On the existence of γ-crystallin in the bird lens

Abstract

Sauropsidans until recently were acknowledged to possess the lens-specific proteins, α and β-crystallins, while lacking γ-crystallins. The γ-crystallins have been employed as specific indicators of normal and regenerating lens fiber cell differentiation in several other organisms. It has been reported, however, that indeed, birds do possess γ-crystallins, and that furthermore this protein is not lens-fiber specific, since it could be found in annular pad and epithelium as well as fibers. Several physical characteristics of this protein cited by those suggesting its existence and at odds with those known for γ-crystallins, led the authors to further investigate the putative γ-crystallin. Pigeon “γ”-crystallin was prepared exactly according to previously published methods, and subjected to amino acid and N-terminal analyses, and peptide mapping.
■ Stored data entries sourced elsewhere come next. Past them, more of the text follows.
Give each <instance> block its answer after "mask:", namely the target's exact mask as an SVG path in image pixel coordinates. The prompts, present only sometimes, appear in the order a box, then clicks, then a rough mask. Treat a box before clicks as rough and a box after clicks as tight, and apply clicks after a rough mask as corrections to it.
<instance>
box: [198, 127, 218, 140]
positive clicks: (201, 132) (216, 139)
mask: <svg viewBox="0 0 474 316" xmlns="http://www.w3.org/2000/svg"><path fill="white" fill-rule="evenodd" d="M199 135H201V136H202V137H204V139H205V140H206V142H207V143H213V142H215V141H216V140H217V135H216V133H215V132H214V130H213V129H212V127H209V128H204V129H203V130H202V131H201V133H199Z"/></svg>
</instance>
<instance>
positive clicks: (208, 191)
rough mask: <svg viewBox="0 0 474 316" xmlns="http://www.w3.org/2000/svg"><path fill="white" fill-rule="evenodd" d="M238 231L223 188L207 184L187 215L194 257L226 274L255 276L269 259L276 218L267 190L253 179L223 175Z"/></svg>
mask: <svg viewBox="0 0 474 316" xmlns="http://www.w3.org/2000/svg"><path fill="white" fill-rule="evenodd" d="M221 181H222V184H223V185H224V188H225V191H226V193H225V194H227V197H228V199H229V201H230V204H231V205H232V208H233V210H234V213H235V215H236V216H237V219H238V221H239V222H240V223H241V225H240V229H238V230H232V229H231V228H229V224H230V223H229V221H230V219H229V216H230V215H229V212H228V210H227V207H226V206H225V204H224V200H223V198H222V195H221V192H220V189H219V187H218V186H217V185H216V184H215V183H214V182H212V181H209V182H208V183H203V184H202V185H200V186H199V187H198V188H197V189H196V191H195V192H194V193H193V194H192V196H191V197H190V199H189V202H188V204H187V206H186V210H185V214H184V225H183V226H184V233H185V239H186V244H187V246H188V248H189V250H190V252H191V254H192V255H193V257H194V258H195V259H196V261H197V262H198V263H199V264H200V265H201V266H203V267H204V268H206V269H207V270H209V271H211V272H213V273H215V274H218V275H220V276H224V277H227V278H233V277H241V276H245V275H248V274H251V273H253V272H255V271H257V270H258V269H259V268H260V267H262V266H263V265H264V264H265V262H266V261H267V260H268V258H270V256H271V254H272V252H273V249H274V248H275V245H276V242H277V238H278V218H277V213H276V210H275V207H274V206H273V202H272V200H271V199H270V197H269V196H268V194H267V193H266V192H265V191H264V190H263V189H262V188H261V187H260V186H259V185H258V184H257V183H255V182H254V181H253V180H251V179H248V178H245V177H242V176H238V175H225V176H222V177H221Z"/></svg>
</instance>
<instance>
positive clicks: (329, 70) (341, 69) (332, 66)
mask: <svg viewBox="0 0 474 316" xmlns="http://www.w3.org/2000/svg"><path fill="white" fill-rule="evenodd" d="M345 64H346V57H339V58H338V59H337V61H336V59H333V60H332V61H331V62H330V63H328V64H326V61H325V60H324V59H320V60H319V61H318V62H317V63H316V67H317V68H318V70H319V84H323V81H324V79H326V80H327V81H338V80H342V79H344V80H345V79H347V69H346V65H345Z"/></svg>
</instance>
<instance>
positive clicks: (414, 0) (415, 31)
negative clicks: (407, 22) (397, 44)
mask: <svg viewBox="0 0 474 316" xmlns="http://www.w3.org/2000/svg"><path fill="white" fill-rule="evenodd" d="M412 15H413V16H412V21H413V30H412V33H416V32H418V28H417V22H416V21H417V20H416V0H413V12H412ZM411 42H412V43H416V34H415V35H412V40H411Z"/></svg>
The fraction isolated satisfied none of the commonly-accepted criteria for γ-crystallins. Thus the pigeon “γ”-crystallin did not exhibit low values for alanine and lysine; a free N-terminal amino acid could not be detected; and peptide mapping did not reveal the distinctive peptide of γ-crystallins, the fastest moving orange spot in the electrophoresis direction. The bird lens, then, does not contain γ-crystallin; the γ-crystallins, when present, remain as reliable indicators of lens fiber differentiation.